Dans Généatique, nous pouvons créer une fiche individuelle pour Jules Cordonnier et y saisir toutes les informations que nous avons sur lui, y compris son nom, sa date de naissance, ses parents, etc. Cela nous aidera à garder une trace de nos recherches et à organiser les informations que nous recueillons.
Recherche dans les archives sur le service militaire
Une fois que vous avez collecté les informations de base, nous pouvons nous tourner vers les archives militaires pour obtenir des détails sur le service militaire du soldat. En France, les archives militaires sont conservées aux Archives départementales, aux Archives nationales et au Service Historique de la Défense (SHD).

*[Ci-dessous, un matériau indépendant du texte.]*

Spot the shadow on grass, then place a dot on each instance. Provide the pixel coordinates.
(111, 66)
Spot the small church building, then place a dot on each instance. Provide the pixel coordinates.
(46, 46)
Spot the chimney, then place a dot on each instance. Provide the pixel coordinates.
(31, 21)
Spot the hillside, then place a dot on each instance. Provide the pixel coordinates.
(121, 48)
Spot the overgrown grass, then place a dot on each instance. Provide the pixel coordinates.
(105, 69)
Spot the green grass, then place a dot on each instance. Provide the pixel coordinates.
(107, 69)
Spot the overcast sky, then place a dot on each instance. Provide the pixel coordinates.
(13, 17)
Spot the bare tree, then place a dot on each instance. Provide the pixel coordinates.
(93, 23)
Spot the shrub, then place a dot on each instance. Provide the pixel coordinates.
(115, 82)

Nous pouvons commencer à rechercher dans les tables des états signalétiques et des services militaires pour obtenir le numéro de registre matricule. Puis nous irons dans les registres eux-mêmes rechercher la fiche individuelle du soldat. Les registres matricules militaires sont l'une des sources les plus importantes pour retracer le parcours d'un Poilu. Les registres matricules fournissent des informations sur le parcours du soldat, son affectation, ses promotions, ses blessures éventuelles, sa capture éventuelle, sa libération et d'autres détails pertinents.

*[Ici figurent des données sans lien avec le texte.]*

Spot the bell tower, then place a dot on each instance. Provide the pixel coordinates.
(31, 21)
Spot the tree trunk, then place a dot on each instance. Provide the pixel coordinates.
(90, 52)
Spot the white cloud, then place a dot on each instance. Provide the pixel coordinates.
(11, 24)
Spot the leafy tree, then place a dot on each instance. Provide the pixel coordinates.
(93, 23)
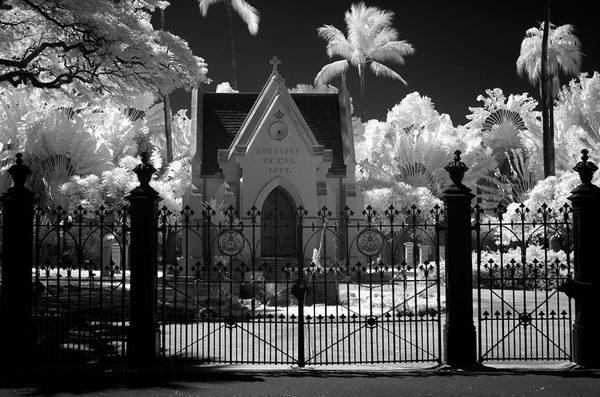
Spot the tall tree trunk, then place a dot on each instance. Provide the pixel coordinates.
(168, 128)
(363, 100)
(548, 138)
(232, 45)
(167, 108)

En consultant les Archives départementales du Nord, vous allez trouver dans le registre matricule de 1911, la classe d’âge de Jules Cordonnier, pour le bureau de recrutement de Lille, le plus proche de son domicile (supposé) de Lomme, qu'il a bien été recensé en tant que conscrit à l'âge de 20 ans, conformément à la loi sur le service militaire obligatoire de l'époque et que son numéro de matricule est le 6353, à la page 26 du registre. En allant juste un peu plus loin, dans les fiches des états signalétiques et des services militaires ou fiches matricules, toujours en 1911 et pour le bureau de Lille, dans le volume 13 (allant du matricule 6001 au matricule 6500), nous découvrons qu'il a d’abord effectué son service militaire au 4e régiment de dragons du 1er octobre 1912 au 1er octobre 1914, puis qu’il a été incorporé au 153e régiment d'infanterie en 1916. Il n’y a pas de détails sur les blessures reçues en avril 1917 qui ont entrainé son décès.
Dans Généatique, nous pouvons saisir les informations de la fiche matricule de Jules Cordonnier, telles que son régiment, sa date d'incorporation, ses campagnes et ses distinctions éventuelles.

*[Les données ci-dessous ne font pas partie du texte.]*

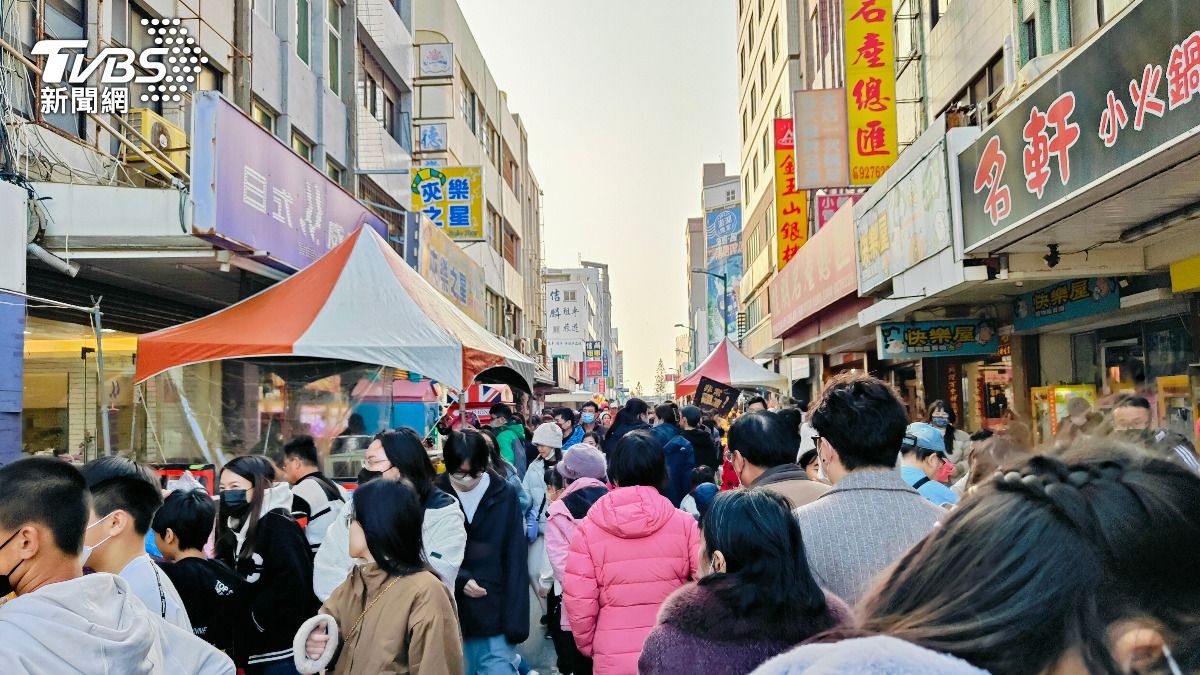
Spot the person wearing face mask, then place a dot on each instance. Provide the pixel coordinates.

Recherche dans les archives de guerre
Pour obtenir des détails supplémentaires sur les actions et les expériences de notre soldat pendant sa période militaire, il est possible de consulter les archives de guerre. Les journaux de marche et opérations des corps de troupe fournissent des informations sur les activités opérationnelles du régiment du soldat, les mouvements, les conditions de combat et les pertes subies par le régiment.
En examinant les Journaux de marche pour le 153e régiment d’infanterie sur le site Mémoire des hommes, dans la période du 30 septembre 1916 au 31 décembre 1917, on peut voir qu’il est cité dans la liste complémentaires des tués de l’attaque du 16 avril 1917, retrouvé le 18 avril, mais aussi qu’il était sergent et affecté à la 3e compagnie du régiment (en page 43). En page 35, dans la description de l’encadrement du régiment, il est écrit qu’il appartenait donc au 1er bataillon. Et en page 49, on retrouve en date du 14 mai l’original de la citation de bravoure. En revenant en arrière, j’ai pu reconstituer les mouvements du bataillon et les batailles auxquelles il avait participé. J’y ai aussi trouvé quelques plans.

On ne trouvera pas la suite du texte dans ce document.